When protests are framed solely as Gen Z actions, one thing necessary will get misplaced. It will probably unintentionally erase the contributions of older generations who constructed the inspiration for these struggles. Each motion stands on floor that another person cleared. Civil rights campaigns, local weather actions and labour struggles didn’t begin with Gen Z. These are lengthy historic arcs that younger persons are coming into and pushing ahead.
Essentially the most highly effective actions are intergenerational. Older organisers carry expertise, historic reminiscence and institutional information. Youthful generations carry new vitality, new instruments and new methods of speaking. One era can ignite a motion, however lasting change requires many generations transferring collectively.
It’s also incorrect to name us leaderless. We’re not leaderless; we’re leaderful.
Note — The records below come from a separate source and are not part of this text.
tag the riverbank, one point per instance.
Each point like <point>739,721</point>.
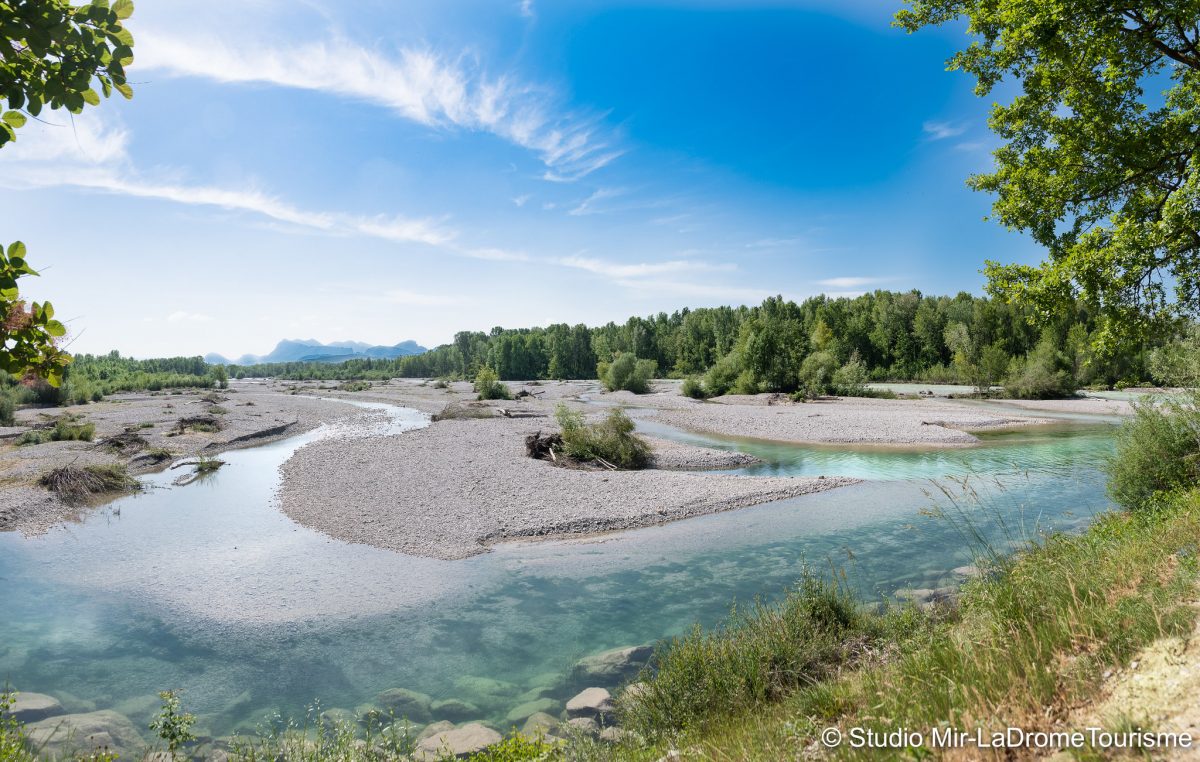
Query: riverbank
<point>157,429</point>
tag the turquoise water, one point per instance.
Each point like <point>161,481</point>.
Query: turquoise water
<point>210,589</point>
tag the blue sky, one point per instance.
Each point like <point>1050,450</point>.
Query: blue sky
<point>384,171</point>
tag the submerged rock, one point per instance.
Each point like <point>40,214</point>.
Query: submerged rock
<point>591,702</point>
<point>103,731</point>
<point>34,707</point>
<point>459,743</point>
<point>454,709</point>
<point>539,723</point>
<point>615,665</point>
<point>401,702</point>
<point>526,711</point>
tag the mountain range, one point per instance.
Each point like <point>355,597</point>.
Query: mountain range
<point>312,351</point>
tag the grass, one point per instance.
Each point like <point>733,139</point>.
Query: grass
<point>66,429</point>
<point>75,484</point>
<point>612,441</point>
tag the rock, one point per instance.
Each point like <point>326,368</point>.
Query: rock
<point>613,666</point>
<point>106,730</point>
<point>403,703</point>
<point>433,729</point>
<point>526,711</point>
<point>586,726</point>
<point>539,723</point>
<point>459,743</point>
<point>591,702</point>
<point>34,707</point>
<point>454,709</point>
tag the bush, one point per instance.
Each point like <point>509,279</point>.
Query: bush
<point>7,409</point>
<point>1158,451</point>
<point>759,655</point>
<point>490,387</point>
<point>627,372</point>
<point>694,389</point>
<point>612,439</point>
<point>723,377</point>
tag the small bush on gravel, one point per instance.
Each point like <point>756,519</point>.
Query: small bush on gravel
<point>694,389</point>
<point>72,483</point>
<point>627,372</point>
<point>490,387</point>
<point>612,439</point>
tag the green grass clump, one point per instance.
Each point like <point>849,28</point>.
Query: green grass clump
<point>628,373</point>
<point>612,439</point>
<point>490,387</point>
<point>73,484</point>
<point>693,388</point>
<point>757,657</point>
<point>1158,450</point>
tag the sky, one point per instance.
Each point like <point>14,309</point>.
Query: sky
<point>381,171</point>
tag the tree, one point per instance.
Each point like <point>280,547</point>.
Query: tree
<point>51,53</point>
<point>1098,166</point>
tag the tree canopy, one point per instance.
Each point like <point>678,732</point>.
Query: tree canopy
<point>1099,159</point>
<point>52,53</point>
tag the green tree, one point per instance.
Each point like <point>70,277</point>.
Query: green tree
<point>52,53</point>
<point>1099,162</point>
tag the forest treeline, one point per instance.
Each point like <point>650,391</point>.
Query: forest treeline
<point>783,346</point>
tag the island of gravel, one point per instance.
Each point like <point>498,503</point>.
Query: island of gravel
<point>462,484</point>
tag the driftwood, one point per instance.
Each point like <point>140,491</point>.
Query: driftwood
<point>543,447</point>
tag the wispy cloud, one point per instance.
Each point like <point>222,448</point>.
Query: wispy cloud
<point>942,130</point>
<point>588,205</point>
<point>850,282</point>
<point>418,85</point>
<point>641,269</point>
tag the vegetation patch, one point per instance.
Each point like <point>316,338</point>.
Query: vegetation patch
<point>610,443</point>
<point>75,484</point>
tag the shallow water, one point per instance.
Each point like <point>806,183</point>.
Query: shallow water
<point>210,589</point>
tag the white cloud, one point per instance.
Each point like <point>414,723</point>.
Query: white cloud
<point>849,282</point>
<point>418,85</point>
<point>942,130</point>
<point>588,205</point>
<point>187,317</point>
<point>421,299</point>
<point>619,270</point>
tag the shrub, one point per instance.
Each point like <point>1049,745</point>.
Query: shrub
<point>851,378</point>
<point>612,439</point>
<point>759,655</point>
<point>694,389</point>
<point>490,387</point>
<point>72,483</point>
<point>7,409</point>
<point>817,372</point>
<point>628,373</point>
<point>1158,451</point>
<point>721,378</point>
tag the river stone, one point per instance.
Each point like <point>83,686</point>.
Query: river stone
<point>587,726</point>
<point>433,729</point>
<point>539,723</point>
<point>407,703</point>
<point>460,743</point>
<point>591,702</point>
<point>34,707</point>
<point>454,709</point>
<point>106,730</point>
<point>526,711</point>
<point>615,665</point>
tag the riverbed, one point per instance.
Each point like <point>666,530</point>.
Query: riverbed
<point>211,589</point>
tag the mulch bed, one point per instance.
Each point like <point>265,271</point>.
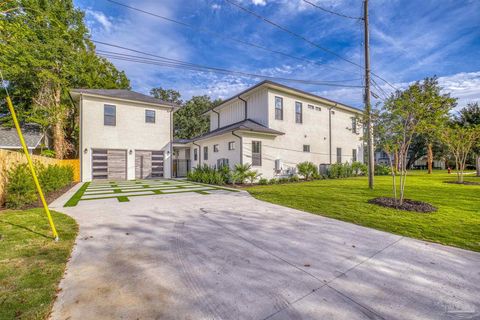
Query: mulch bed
<point>52,196</point>
<point>408,204</point>
<point>467,183</point>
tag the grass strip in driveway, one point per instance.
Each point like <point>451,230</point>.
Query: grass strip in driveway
<point>73,201</point>
<point>31,263</point>
<point>457,221</point>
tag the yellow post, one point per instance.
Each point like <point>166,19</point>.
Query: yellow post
<point>32,169</point>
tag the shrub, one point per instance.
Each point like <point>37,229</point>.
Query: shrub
<point>21,189</point>
<point>263,181</point>
<point>283,180</point>
<point>209,175</point>
<point>359,168</point>
<point>382,170</point>
<point>307,169</point>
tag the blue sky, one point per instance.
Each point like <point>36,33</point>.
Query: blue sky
<point>410,40</point>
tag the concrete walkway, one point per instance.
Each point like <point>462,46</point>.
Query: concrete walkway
<point>229,256</point>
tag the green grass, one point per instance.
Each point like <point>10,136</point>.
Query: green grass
<point>456,223</point>
<point>31,263</point>
<point>73,201</point>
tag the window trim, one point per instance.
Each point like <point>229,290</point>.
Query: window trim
<point>105,116</point>
<point>280,109</point>
<point>298,103</point>
<point>259,153</point>
<point>150,117</point>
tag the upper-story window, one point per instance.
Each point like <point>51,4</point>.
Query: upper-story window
<point>298,112</point>
<point>109,115</point>
<point>354,125</point>
<point>205,153</point>
<point>278,108</point>
<point>150,116</point>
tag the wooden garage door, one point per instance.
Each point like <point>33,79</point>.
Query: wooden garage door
<point>109,164</point>
<point>148,164</point>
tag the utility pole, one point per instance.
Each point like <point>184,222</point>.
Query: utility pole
<point>368,107</point>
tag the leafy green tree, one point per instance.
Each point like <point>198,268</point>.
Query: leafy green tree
<point>45,52</point>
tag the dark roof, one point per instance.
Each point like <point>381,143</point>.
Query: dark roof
<point>269,82</point>
<point>124,94</point>
<point>31,133</point>
<point>245,125</point>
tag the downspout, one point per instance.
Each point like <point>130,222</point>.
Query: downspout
<point>218,118</point>
<point>199,153</point>
<point>171,143</point>
<point>241,146</point>
<point>246,106</point>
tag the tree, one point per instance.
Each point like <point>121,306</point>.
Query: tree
<point>460,141</point>
<point>404,115</point>
<point>470,116</point>
<point>46,51</point>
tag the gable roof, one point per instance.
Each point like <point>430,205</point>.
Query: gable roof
<point>284,88</point>
<point>244,125</point>
<point>31,133</point>
<point>123,94</point>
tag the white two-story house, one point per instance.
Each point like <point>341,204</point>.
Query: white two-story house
<point>274,127</point>
<point>123,135</point>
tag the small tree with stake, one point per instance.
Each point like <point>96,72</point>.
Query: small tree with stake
<point>460,142</point>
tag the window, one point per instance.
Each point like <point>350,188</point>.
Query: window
<point>278,108</point>
<point>298,112</point>
<point>339,155</point>
<point>354,125</point>
<point>256,153</point>
<point>109,115</point>
<point>150,116</point>
<point>205,153</point>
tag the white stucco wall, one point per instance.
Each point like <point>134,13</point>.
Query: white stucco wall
<point>131,132</point>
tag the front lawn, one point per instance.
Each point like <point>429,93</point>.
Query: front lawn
<point>31,263</point>
<point>456,223</point>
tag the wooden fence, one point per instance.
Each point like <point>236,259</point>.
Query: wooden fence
<point>10,159</point>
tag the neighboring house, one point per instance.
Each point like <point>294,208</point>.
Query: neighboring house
<point>123,135</point>
<point>274,127</point>
<point>32,134</point>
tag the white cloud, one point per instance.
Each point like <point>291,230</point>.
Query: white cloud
<point>259,2</point>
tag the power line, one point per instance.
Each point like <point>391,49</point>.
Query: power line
<point>303,38</point>
<point>169,62</point>
<point>332,12</point>
<point>200,29</point>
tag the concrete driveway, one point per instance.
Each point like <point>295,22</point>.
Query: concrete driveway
<point>228,256</point>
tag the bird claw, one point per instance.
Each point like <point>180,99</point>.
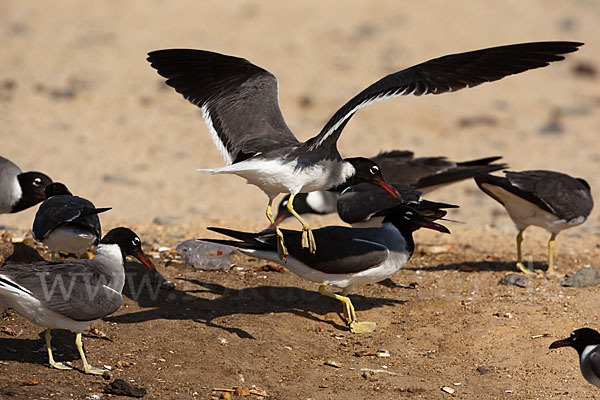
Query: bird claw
<point>281,249</point>
<point>59,365</point>
<point>308,240</point>
<point>524,270</point>
<point>362,327</point>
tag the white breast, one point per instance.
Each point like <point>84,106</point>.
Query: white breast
<point>274,177</point>
<point>69,239</point>
<point>523,213</point>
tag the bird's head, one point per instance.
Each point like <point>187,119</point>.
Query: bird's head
<point>57,189</point>
<point>361,169</point>
<point>129,243</point>
<point>579,339</point>
<point>33,185</point>
<point>407,219</point>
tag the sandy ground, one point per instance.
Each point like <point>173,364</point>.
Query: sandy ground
<point>80,103</point>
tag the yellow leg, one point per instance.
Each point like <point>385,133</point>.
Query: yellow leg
<point>281,250</point>
<point>308,239</point>
<point>53,364</point>
<point>520,265</point>
<point>551,254</point>
<point>349,313</point>
<point>86,367</point>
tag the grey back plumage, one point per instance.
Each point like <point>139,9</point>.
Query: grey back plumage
<point>80,290</point>
<point>239,99</point>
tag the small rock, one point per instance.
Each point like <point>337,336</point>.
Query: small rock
<point>514,280</point>
<point>383,353</point>
<point>241,391</point>
<point>120,387</point>
<point>332,363</point>
<point>586,276</point>
<point>484,369</point>
<point>552,127</point>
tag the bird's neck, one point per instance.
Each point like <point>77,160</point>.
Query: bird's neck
<point>110,261</point>
<point>345,177</point>
<point>407,235</point>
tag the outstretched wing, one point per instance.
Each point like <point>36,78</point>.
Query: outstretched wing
<point>448,74</point>
<point>239,100</point>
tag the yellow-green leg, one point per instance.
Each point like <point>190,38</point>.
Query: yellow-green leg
<point>551,254</point>
<point>349,313</point>
<point>86,367</point>
<point>308,239</point>
<point>281,250</point>
<point>520,265</point>
<point>53,364</point>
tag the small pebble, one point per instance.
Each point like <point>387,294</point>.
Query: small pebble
<point>514,280</point>
<point>332,363</point>
<point>484,369</point>
<point>448,389</point>
<point>587,276</point>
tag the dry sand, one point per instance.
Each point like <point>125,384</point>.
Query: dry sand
<point>79,102</point>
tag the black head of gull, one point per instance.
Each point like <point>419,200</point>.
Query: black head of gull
<point>20,190</point>
<point>346,257</point>
<point>71,294</point>
<point>548,199</point>
<point>363,205</point>
<point>66,223</point>
<point>405,173</point>
<point>587,343</point>
<point>239,103</point>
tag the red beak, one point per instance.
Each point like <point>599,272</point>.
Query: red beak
<point>560,343</point>
<point>388,188</point>
<point>144,260</point>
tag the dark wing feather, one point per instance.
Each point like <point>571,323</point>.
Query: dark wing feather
<point>239,100</point>
<point>594,360</point>
<point>74,289</point>
<point>341,249</point>
<point>448,74</point>
<point>64,209</point>
<point>458,173</point>
<point>568,198</point>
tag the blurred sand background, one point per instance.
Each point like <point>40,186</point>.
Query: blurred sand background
<point>80,102</point>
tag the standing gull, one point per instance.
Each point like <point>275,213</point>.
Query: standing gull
<point>348,257</point>
<point>72,294</point>
<point>548,199</point>
<point>239,102</point>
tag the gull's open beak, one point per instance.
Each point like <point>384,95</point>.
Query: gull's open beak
<point>560,343</point>
<point>425,223</point>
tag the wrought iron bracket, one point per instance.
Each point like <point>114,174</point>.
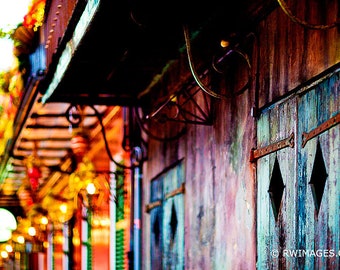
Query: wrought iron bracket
<point>320,129</point>
<point>257,153</point>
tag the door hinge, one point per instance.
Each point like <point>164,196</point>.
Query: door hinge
<point>306,136</point>
<point>257,153</point>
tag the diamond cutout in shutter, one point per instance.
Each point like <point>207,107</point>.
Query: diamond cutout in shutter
<point>173,223</point>
<point>156,230</point>
<point>276,188</point>
<point>318,177</point>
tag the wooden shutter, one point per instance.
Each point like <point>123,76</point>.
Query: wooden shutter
<point>306,220</point>
<point>276,174</point>
<point>318,179</point>
<point>166,210</point>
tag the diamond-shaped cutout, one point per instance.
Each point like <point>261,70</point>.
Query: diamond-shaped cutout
<point>173,223</point>
<point>156,230</point>
<point>276,188</point>
<point>318,177</point>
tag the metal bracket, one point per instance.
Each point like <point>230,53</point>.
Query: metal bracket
<point>320,129</point>
<point>176,191</point>
<point>257,153</point>
<point>170,194</point>
<point>152,205</point>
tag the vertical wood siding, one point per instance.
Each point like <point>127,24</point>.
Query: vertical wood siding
<point>320,227</point>
<point>221,205</point>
We simply refuse to undertake a number of the hierarchical methods of organising of earlier generations, as a result of typically main collectively works a lot better than having somebody dictate every little thing.
What retains you going?
Individuals, significantly younger folks, hold going as a result of the issues are instant and unimaginable to disregard. Protesting means refusing to just accept the longer term we’re being handed and making our voices matter.
Hope shouldn’t be a passive feeling. It’s present in motion, not in ready. I see hope within the motion, as a result of when younger folks, elders, college students and communities stand collectively, there’s a shared energy, and the opportunity of a world that values dignity, justice and sustainability turns into actual. We hold transferring as a result of we aren’t alone. I additionally discover hope in historical past, as a result of it exhibits that whereas change is messy, folks have all the time managed to push the boundaries of what’s attainable.
CIVICUS interviews a variety of civil society activists, consultants and leaders to assemble various views on civil society motion and present points for publication on its CIVICUS Lens platform. The views expressed in interviews are the interviewees’ and don’t essentially mirror these of CIVICUS. Publication doesn’t indicate endorsement of interviewees or the organisations they characterize.